Acxiom Corp. of Little Rock reported a $1.5 million second-quarter loss on Monday, down from a $9.8 million profit in the same quarter last year.

The loss came amid expected declines in the data and analytics firm’s IT infrastructure management operations, expenses associated with business separation and transformation activities, and other costs.

The loss per share attributable to the company fell to 2 cents, down from an earnings of 12 cents per share in the same quarter last year.

Total revenue also fell, down 3 percent to $260 million.

Acxiom has been restructuring its business, and costs associated with those moves affected earnings per share by 20 cents during the second quarter. 

The company also noted unusual items that affected profitability, including separation and transformation initiatives and acquisition costs related to LiveRamp, the digital marketing service it purchased earlier this year for $310 million.

LiveRamp is also a component of Acxiom’s Audience Operating System, which it began rolling out last year. The product is intended to improve the company’s marketing data. CEO Scott Howe has said the system will allow marketers, agencies and publishers to have “one-to-one marketing capabilities at scale across all channels and devices.”

On Monday, Acxiom reported AOS revenue of about $15 million. Gross media ad spent through the unit was about $37 million, up 32 percent from the first quarter.

“While we remain hard at work rebuilding our U.S. Marketing and Data Services pipeline, we are excited that AOS adoption continues to accelerate,” Howe said in a news release. “The second quarter was our best quarter to date. We signed 15 new AOS agreements during the quarter and gross media spend through the platform was up over 30 percent sequentially. 

“With the addition of LiveRamp, our partner network expanded substantially,” he said. “Advertisers can now connect their data to over 120 marketing applications.”

Acxiom said it signed 15 new AOS agreements in the quarter, with companies including AT&T Inc., Toyota Motor Co., and two “major credit card issues” that it did not name.

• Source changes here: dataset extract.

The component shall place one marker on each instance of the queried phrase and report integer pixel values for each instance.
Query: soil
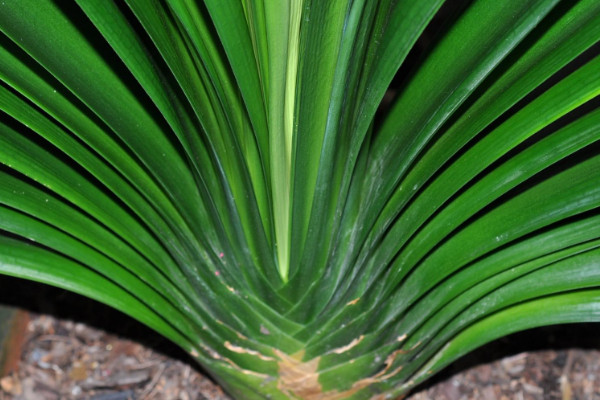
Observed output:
(106, 356)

During the quarter, Acxiom repurchased 529,000 shares for $9.9 million.

Looking ahead, Acxiom said it expects revenue from continuing operations for the fiscal year to be down about 4 percent from the previous year. 

“The decline in revenue is primarily due to the impact of lost IT Infrastructure Management customers and the exit of our analog paper survey business in Europe,” the company said.

It expects earnings per share in the range of 73 to 78 cents.